1. Exploit the hc order for the purpose of designing new pruning devices for the iBP;

2. Apply the hc order and the corresponding pruning devices to the Clifford algebra approach recently proposed in the literature;

3. Investigate the possibility of designing new NMR experiments that focus on the accuracy of distances between hydrogen atoms used in the hc order;

4. Develop robust algorithms that can integrate all of the above items.

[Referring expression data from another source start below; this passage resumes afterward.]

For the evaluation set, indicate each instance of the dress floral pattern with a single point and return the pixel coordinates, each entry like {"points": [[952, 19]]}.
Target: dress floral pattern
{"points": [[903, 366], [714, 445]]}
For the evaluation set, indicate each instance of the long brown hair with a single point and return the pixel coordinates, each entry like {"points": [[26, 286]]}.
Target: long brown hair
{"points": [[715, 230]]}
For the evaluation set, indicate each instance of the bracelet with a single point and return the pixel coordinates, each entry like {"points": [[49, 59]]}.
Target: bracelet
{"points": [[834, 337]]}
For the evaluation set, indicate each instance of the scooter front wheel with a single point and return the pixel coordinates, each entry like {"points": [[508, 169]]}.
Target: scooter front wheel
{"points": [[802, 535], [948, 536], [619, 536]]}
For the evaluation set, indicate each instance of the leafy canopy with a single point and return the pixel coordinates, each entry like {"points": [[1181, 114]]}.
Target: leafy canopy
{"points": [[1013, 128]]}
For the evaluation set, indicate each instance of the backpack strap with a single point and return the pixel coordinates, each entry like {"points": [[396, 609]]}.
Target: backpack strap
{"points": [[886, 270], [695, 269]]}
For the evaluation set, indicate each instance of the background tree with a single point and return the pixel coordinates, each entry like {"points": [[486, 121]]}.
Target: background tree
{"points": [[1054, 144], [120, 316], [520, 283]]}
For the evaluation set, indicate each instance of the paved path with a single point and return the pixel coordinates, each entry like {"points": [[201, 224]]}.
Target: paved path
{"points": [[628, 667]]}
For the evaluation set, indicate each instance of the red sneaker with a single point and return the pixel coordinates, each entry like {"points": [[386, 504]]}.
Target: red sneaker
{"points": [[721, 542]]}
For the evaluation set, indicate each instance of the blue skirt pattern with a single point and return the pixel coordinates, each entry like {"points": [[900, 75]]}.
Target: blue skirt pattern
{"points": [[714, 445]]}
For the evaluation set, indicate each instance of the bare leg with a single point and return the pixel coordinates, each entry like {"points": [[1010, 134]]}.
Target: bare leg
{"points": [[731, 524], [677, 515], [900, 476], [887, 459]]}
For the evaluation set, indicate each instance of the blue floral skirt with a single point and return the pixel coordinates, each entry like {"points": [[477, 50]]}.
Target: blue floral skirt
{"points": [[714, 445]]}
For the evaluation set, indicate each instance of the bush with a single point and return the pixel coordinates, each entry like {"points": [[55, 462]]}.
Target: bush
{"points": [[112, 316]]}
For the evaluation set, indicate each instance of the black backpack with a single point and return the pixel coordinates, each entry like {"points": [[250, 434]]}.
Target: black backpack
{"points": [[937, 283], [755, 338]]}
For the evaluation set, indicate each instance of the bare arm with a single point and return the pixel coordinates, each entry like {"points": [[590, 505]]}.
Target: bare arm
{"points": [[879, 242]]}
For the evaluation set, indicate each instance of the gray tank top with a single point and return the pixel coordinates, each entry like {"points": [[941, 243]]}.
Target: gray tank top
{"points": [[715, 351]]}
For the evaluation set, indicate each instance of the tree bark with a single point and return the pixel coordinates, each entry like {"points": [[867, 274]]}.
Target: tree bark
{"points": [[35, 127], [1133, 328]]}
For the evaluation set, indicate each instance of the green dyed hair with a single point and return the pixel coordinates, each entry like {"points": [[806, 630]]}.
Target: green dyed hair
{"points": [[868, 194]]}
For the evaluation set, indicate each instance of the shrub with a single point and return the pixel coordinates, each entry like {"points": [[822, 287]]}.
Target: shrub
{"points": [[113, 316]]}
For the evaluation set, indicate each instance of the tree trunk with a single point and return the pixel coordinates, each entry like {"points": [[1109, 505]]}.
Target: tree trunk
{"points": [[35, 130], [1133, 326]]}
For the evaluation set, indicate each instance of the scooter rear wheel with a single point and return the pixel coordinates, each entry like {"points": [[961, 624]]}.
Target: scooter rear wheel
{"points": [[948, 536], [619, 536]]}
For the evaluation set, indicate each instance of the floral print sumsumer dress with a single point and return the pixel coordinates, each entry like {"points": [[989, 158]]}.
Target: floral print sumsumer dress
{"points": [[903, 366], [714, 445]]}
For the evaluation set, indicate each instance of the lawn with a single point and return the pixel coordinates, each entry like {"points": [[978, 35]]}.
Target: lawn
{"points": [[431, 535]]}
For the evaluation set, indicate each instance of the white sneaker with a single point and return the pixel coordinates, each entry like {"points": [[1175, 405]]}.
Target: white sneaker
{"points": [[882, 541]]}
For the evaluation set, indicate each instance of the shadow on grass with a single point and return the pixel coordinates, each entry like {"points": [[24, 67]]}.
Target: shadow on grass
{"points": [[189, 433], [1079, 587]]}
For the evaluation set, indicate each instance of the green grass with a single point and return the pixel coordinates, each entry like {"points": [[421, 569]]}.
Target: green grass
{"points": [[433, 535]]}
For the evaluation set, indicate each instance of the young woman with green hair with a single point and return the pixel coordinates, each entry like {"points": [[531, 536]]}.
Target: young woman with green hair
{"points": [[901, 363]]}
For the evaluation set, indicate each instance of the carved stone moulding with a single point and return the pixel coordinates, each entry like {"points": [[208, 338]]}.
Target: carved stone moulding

Regarding item 1, we can do the following: (a) exploit information on lower and upper bounds to the backbone torsion angles provided by NMR chemical shifts [60]; (b) and exploit information on hydrogen bonds defined between a hydrogen (bound to N) of one amino acid and the oxygen (bound to C) of another one. More precisely:

• Since the position of atom Oⁱ⁻¹ is determined by the position of atom Hⁱ, hydrogen bond distances can be used to prune infeasible positions of Hⁱ;

• Since the position of atom Nⁱ is also determined by the position of atom Hⁱ, NMR chemical shift information on the torsion angle defined by {Nⁱ⁻¹, $C_{\alpha }^{i-1}$, Cⁱ⁻¹, Nⁱ} can be used to prune infeasible positions of Hⁱ;

• Since the position of atom Cⁱ is determined by the position of atom $H_{\alpha }^i$, NMR chemical shift information on the torsion angle defined by {Cⁱ⁻¹, Nⁱ⁻¹, $C_{\alpha }^{i-1}$, Cⁱ} can be used to prune infeasible positions of $H_{\alpha }^i$.

Of course, all the information related to the NMR distances

$$d(H^j,H^i),d(H_{\alpha }^{j-1},H^i)\text{and}d(H^{j-1},H_{\alpha }^i),d(H_{\alpha }^j,H_{\alpha }^i),$$

where j < i, can also be used to prune infeasible positions of Hⁱ and $H_{\alpha }^i$.